This well-illustrated book provides strong qualitative and comparative support for the main arguments developed by Nerida Ellerton and Ken Clements in their groundbreaking Rewriting this History of School Mathematics in North America 1607–1861: The Central Role of Cyphering Books. Eleven extraordinary handwritten school mathematics manuscripts are carefully analyzed―six were prepared entirely in Great Britain, four entirely in North America, and 1 partly in Great Britain and partly in North America. The earliest of the 11 cyphering books was prepared around 1630, and the latest in 1835. Seven of the manuscripts were arithmetic cyphering books; three were navigation cyphering books, and one was a mensuration/surveying manuscript.

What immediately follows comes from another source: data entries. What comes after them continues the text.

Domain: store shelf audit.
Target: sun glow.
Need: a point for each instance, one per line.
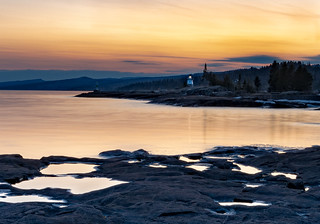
(153, 36)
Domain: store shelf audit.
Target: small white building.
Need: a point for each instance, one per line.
(190, 81)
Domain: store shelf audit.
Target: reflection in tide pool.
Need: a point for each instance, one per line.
(246, 169)
(68, 168)
(253, 204)
(75, 185)
(288, 175)
(199, 167)
(43, 123)
(4, 197)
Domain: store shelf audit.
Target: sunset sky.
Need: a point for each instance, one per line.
(156, 36)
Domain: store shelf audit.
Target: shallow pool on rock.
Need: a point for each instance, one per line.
(68, 168)
(199, 167)
(5, 197)
(246, 169)
(287, 175)
(75, 185)
(253, 204)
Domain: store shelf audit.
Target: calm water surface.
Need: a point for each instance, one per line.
(43, 123)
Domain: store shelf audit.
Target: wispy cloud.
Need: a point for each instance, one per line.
(139, 62)
(255, 59)
(313, 59)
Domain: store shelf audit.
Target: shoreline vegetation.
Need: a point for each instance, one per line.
(279, 85)
(215, 96)
(235, 185)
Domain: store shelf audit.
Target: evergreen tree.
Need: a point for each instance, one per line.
(227, 82)
(257, 83)
(274, 76)
(302, 79)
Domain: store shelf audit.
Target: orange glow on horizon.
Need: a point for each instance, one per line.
(154, 36)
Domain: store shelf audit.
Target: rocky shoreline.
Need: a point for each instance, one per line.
(170, 189)
(211, 97)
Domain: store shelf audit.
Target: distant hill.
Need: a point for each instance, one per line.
(51, 75)
(76, 84)
(85, 83)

One of the cyphering books examined in this book was prepared, over the period 1819–1826, by a young Abraham Lincoln, when he was attending small one-teacher schools in remote Spencer County, Indiana. Chapter 6 in this book provides the first detailed analysis of young Abraham’s cyphering book―which is easily the oldest surviving Lincoln manuscript. Another cyphering book, this one prepared by William Beattie in 1835, could have been prepared as a special gift for the King of England. The analyses make clear the extent of the control which the cyphering tradition had over school mathematics in North America and Great Britain between 1630 and 1840.
In their final chapter Ellerton and Clements identify six lessons from their research into the cyphering tradition which relate to present-day circumstances surrounding school mathematics. These lessons are concerned with sharp differences between intended, implemented and attained curricula, the remarkable value that many students placed upon their cyphering books, the ethnomathematical circumstances which surrounded the preparations of the extraordinary cyphering books, and qualitative differences between British and North American school mathematics.